Kantin

119 2 0
                                    

"Pokoknya lo berdua harus bantu gue kabur pas pulang sekolah." Alana tak mau tahu. Dia ingin menikmati waktunya bersama teman-temannya tanpa diganggu oleh dua pria tak diundang yang sedang duduk di tempat duduk paling belakang di kelasnya itu.

Seketika Aura dan Vanessa menoleh ke belakang tepat ke arah dua pria muda yang duduk di belakang kelas dengan tatapan tajam ke arah mereka itu. Alhasil mereka kompak memasang wajah miris.

"Gak deh. Gue masih mau hidup untuk waktu yang lebih lama," ucap Aura sambil membenarkan dasi kupu-kupunya.

Vanessa mengangguk setuju dengan ucapan Aura. "Gila aja lawan om-om bertubuh kekar dan gede kayak gitu. Gak, gak, gue sangat menyayangi diri gue sendiri."

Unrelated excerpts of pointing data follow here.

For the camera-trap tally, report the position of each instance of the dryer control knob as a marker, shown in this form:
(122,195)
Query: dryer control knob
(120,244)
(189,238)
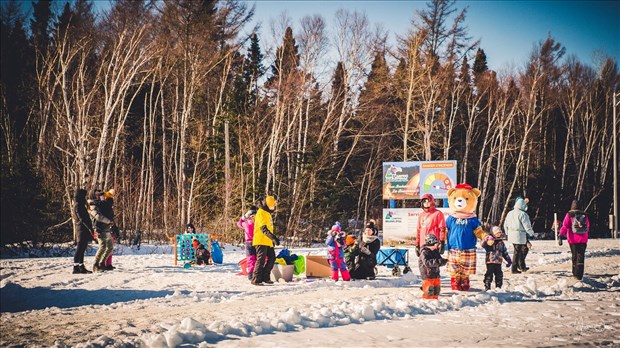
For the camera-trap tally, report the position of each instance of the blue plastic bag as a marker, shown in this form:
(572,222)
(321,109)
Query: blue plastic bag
(216,252)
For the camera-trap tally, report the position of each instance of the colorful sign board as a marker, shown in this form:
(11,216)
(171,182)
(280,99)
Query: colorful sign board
(400,225)
(411,180)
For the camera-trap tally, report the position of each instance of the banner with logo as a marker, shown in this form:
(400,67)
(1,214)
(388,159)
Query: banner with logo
(400,224)
(411,180)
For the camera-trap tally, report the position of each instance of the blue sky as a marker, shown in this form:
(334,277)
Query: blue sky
(507,29)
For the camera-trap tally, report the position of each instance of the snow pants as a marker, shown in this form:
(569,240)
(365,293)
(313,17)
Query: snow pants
(105,247)
(250,254)
(518,258)
(493,269)
(579,256)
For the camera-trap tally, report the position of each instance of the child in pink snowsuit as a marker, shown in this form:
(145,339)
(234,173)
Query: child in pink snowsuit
(246,223)
(335,253)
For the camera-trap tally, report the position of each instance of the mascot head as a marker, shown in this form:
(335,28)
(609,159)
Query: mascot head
(463,198)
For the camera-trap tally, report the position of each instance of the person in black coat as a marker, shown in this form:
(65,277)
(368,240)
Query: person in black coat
(85,231)
(366,260)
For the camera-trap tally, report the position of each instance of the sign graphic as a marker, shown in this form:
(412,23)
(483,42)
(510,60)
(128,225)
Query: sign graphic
(410,180)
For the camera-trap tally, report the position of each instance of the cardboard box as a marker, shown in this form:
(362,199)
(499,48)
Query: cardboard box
(318,267)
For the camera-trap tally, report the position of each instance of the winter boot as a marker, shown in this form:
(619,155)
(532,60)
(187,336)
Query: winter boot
(83,269)
(465,283)
(335,275)
(454,283)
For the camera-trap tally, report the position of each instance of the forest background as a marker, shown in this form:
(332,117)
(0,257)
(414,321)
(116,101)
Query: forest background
(189,119)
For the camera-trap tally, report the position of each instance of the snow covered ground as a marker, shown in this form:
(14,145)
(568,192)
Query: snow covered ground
(148,301)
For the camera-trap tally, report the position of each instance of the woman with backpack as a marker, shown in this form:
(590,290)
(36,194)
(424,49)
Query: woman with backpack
(575,229)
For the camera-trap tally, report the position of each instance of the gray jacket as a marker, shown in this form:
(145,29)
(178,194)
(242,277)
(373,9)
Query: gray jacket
(517,223)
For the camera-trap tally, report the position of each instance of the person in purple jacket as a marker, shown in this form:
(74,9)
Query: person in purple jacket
(575,229)
(246,223)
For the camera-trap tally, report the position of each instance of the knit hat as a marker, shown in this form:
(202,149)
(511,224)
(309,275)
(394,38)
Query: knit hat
(431,239)
(496,229)
(574,205)
(350,240)
(250,213)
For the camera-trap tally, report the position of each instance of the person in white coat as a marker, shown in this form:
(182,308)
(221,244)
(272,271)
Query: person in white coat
(518,226)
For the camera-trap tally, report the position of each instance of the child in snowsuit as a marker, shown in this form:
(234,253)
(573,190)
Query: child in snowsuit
(202,254)
(246,223)
(575,229)
(496,251)
(429,262)
(102,227)
(335,254)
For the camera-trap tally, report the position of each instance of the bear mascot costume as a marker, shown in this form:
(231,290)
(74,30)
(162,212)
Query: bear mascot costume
(464,229)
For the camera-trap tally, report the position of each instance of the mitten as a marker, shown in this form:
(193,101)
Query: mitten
(365,250)
(489,240)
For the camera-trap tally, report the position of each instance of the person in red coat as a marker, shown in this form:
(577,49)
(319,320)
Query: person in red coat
(430,221)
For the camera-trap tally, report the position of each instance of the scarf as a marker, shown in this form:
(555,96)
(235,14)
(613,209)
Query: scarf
(461,215)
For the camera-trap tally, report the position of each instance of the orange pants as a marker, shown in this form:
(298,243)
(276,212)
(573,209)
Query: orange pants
(431,288)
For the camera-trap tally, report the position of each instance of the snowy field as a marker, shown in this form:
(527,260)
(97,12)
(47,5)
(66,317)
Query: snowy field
(149,302)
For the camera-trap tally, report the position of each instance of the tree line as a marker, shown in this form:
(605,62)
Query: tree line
(177,106)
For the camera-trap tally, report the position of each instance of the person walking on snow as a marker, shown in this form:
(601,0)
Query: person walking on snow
(430,221)
(85,231)
(495,251)
(264,241)
(246,223)
(102,230)
(107,209)
(335,253)
(429,262)
(575,229)
(518,226)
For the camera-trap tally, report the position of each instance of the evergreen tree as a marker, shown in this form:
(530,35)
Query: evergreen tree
(287,56)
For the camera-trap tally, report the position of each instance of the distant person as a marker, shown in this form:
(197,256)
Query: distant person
(496,251)
(203,256)
(107,209)
(189,228)
(368,247)
(429,262)
(335,253)
(102,233)
(518,226)
(430,221)
(85,231)
(264,241)
(246,223)
(575,229)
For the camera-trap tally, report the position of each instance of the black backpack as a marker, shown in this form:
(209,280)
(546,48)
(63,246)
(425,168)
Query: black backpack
(579,224)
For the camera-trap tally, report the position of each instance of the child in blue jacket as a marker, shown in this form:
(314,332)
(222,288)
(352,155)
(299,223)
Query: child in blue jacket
(496,251)
(335,253)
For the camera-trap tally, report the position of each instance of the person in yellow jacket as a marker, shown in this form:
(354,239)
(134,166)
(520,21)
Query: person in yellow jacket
(264,241)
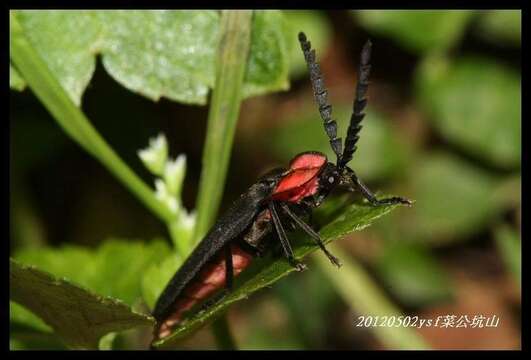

Alana kesal dibuatnya. "Lo berdua cuma bantu gue untuk kabur doang. Gak akan ada masalah. Biar gue yang menghadapi mereka."

"Bener, ya? Gue mempertaruhkan kelangsungan hidup gue buat menolong lo agar bisa kabur nih." Vanessa masih tak yakin.

Aura melipat kedua tangan di dada. "Lagian ribet amat jadi anaknya presiden. Perasaan waktu ayah lo masih Panglima, kayaknya gak gini-gini banget kan pengawalan buat lo? Sampai masuk sekolah segala. Emang lo narapidana apa?"

Alana cemberut. "Itu dia yang gak gue pahami, apalagi sama om-om yang duduk di samping kanan itu. Masa dia ngejawab dan ngelawan gue. Emang dia pikir dia siapa?"

Sontak Aura dan Vanessa kembali menoleh ke belakang untuk memastikan siapa sosok om-om menyebalkan di samping kanan yang dimaksud oleh Alana. Kali ini keduanya kompak melongo saat mengamati lebih lama.

"Astaga ... dia bukan om-om, dia cowok cakep." Aura memindahkan anakan rambutnya ke belakang telinga sebelum tersenyum sopan ke arah pria yang dimaksud, tapi Harits tetap saja memandang mereka dengan ekspresi super datar dan tatapan tajam. "Dia gak bales senyuman gue dong. Udah punya pacar kali, ya?"

"Dia buka jasa pengawal di luar tugasnya sebagai anggota paspampres gak sih? Kalau iya, daddy gue bakal bayar berapa pun biar dia jadi pengawal gue."

Alana memutar bola mata malas melihat kelakuan dua sahabatnya. Dia berdiri dan menarik paksa tangan dua gadis yang sedang terlena pada ketampanan Harits itu. "Udah ah, kita makan aja di kafetaria. Males banget sama lo berdua. Emang gak ngerti perasaan gue!"

Mereka berjalan menuju kafetaria sekolah dan lagi-lagi, Harits dan Edwin mengekor di belakang. Seperti tak ingin kehilangan sosok Alana yang membuat gadis itu risih.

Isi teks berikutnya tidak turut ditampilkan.